Democracy is exhausting. So many rules and procedures for poll workers. So many Power Point slides and swearing of oaths on penalty of perjury. So much preparation, diligence, and care. At 14 hours, my day as a deputy registrar and ballot clerk was brief compared to those who stayed well into the night counting, double-checking, making sure everything was secure and in order.
Recently, someone commented on social media that “politics is war.” My reply: politics in a healthy democratic republic is the opposite of war. However one imagines war, as glorious or, as Union General Sherman described it, “hell,” it is only about the use of force to decide who is to be in power. Politics in the democratic process is ideally about the use of language and ideas, laws, rules, and procedures to determine how power is most equitably and effectively distributed among the people and used by those we elect to represent us.
A dangerous minority of Americans wants us to believe the American Revolution was the only important event in the formation of our country; that America needs to be “won” by armed conflict. We saw what that looks like on Jan. 6, 2021. What I saw on Primary Day was what it takes to maintain democracy: everyone conscientiously doing their part.

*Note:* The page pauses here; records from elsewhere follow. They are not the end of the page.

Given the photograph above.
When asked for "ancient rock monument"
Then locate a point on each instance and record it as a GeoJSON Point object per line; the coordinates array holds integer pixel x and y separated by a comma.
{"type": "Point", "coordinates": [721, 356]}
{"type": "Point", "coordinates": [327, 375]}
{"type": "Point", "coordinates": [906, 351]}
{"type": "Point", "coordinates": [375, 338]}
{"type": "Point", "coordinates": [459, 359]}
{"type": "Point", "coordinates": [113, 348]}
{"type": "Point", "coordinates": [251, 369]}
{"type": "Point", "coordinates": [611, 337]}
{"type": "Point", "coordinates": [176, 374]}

I saw well over a thousand voters waiting patiently as clerks checked IDs against the register. Some are friends and neighbors whose political affiliations I hadn’t known before. I saw a few people understandably disgruntled when they found out last year’s redistricting changed them to a different ward, but ready to take extra time to get to their correct polling place. I saw young people happy to be registering to vote for the first time and older people using canes and crutches to power through pain and disability and vote. Clerks accompanied twenty-some people who needed a re-do on their ballot to the Moderator so they could watch their first ballot be voided and get a new one. Citizen observers sat six feet behind the ballot clerks. Someone from the State Attorney General’s office paid us a visit. City officials made the rounds. A police officer was on duty the whole time. Many parents brought children with them so they could see how democracy works. It was beautiful.
Anti-democracy extremists are working hard to undermine by intimidation, lies, corruption, and force all the good work that goes into politics. They want us to think of our political rivals as mortal enemies and government by the people as a failure. But it’s nearly impossible to believe in conspiracies about stolen elections; government takeovers by devil-worshipping cults; vote-changing Italian satellites; or even buses full of people from Massachusetts, when we see how democracy works. It’s not glorious or glamorous. It’s not “war”; it’s work. It’s work “to secure the blessings of liberty to ourselves and our posterity,” and it’s up to us, each in our own way, to do it.